David reflects upon the family tragedy with Bader Field — How My Family Survived Suicide, a book 25 years in the making.
Though the book has been in print since 2008, David recently broadened its availability via immediate download in the Apple iBookstore, Kindle, Nook, Kobo and in about 60 other digital markets worldwide. He has also introduced the book to new audiences through numerous radio interviews, both terrestrial and Internet with the continued hopes of saving the life of a listener who is contemplating ending their life.
Though his hopes for the book’s reach are many, he says two priorities are to promote it as mandatory reading in every high school in America and abroad, and have it made into a film (either feature or documentary), as he feels a visual treatment will enable the message to reach a larger audience.
“Suicide is at epidemic levels, and like any other disease, education and shared experiences must be communicated so that it can be confronted head on.

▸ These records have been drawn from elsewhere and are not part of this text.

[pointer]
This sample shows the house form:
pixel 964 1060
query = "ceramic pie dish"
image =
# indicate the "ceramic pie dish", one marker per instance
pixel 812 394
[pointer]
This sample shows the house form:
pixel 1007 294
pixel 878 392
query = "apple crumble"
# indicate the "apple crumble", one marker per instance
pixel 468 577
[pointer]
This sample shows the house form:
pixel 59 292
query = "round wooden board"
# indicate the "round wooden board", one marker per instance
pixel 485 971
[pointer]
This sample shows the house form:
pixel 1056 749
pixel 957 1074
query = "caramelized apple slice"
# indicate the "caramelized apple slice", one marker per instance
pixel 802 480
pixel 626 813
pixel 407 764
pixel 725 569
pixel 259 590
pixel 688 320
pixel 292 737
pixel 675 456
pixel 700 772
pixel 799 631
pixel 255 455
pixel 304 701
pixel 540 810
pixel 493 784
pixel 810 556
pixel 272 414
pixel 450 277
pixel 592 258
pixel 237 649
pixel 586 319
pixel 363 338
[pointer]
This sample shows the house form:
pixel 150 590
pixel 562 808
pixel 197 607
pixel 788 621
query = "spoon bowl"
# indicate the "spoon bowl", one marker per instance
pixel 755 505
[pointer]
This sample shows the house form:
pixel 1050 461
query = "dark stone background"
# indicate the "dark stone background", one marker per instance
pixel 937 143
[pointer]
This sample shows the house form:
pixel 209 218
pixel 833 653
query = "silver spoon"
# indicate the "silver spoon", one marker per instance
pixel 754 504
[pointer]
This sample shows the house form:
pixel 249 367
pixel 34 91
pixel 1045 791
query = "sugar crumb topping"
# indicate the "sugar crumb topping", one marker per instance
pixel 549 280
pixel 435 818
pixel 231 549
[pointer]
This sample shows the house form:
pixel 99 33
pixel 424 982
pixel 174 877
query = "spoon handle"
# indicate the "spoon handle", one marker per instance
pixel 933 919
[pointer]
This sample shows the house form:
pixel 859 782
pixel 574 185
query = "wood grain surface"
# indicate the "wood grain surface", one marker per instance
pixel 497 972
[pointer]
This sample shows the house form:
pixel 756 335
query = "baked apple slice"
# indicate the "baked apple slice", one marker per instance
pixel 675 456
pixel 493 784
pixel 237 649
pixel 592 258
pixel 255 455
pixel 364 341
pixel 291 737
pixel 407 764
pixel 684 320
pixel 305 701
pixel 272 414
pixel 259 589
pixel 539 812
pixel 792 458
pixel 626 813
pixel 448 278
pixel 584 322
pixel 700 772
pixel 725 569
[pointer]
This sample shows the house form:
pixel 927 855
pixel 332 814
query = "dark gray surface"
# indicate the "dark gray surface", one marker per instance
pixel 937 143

The veil of shame that keeps it fueled must be lifted.”
One thing that continues to drive David’s suicide prevention efforts are the staggering statistics that he uncovered in his research for the book, and later, for preparation for public speaking engagements.
“There are more deaths every year by suicide than by homicide and war combined, and it is the 10th leading cause of death in the U.S. with an estimated 40,000 people a year,” David says, citing such sources as the American Foundation for Suicide Prevention, the American Association of Suicidology and Emory University’s Emory Cares for You program.
“As staggering as those numbers are, consider that the number of attempts are even 10 to 20 times greater. Suicide is the third-leading cause of death among 15 to 24 year olds, and the second-leading cause of death among those 25 to 34 years of age.”
David then cites one statistic that hits close to home: There are “more than 1,000 suicides on college campuses every year.”
David initially began the project in homage to his father, whom he wanted to memorialize as his hero and mentor. As the book evolved over the years, he realized he would need to divulge the terribly painful experience of his bother’s suicide to convey the full story.
Though he approached early drafts in an “intellectual manner,” his wife, Arlyn, suggested that this clinical approach would not work. He realized he needed to go through a painful process to tell the story correctly.
While the book evolved into a family saga that documents his grandfather’s initiative, the complexities of the art world and even aviation, it ultimately ended up being a key player in David’s quest to save lives and prevent other families from having to endure the kind of tragedy that nearly splintered his family and the gallery.
“Unable to change my history, I was duty bound to revive it for the realism” that would result in “helping others who had gone through a similar horror, as well as show people contemplating death the permanent scars they would leave on their surviving family and friends,” he continues.
David notes that the frank account of his brother’s suicide and the impact on his family has garnered a variety of responses.
The consensus among readers, he says, is that they were glad that he shared his experience and felt the book could help a good deal of people.
With his continued efforts to maintain steady exposure for the book, David feels he has been able to successfully find new audiences for it by just “being myself and walking that edge of emotion with balance so I am credible but not so overwhelmed that I lose it.”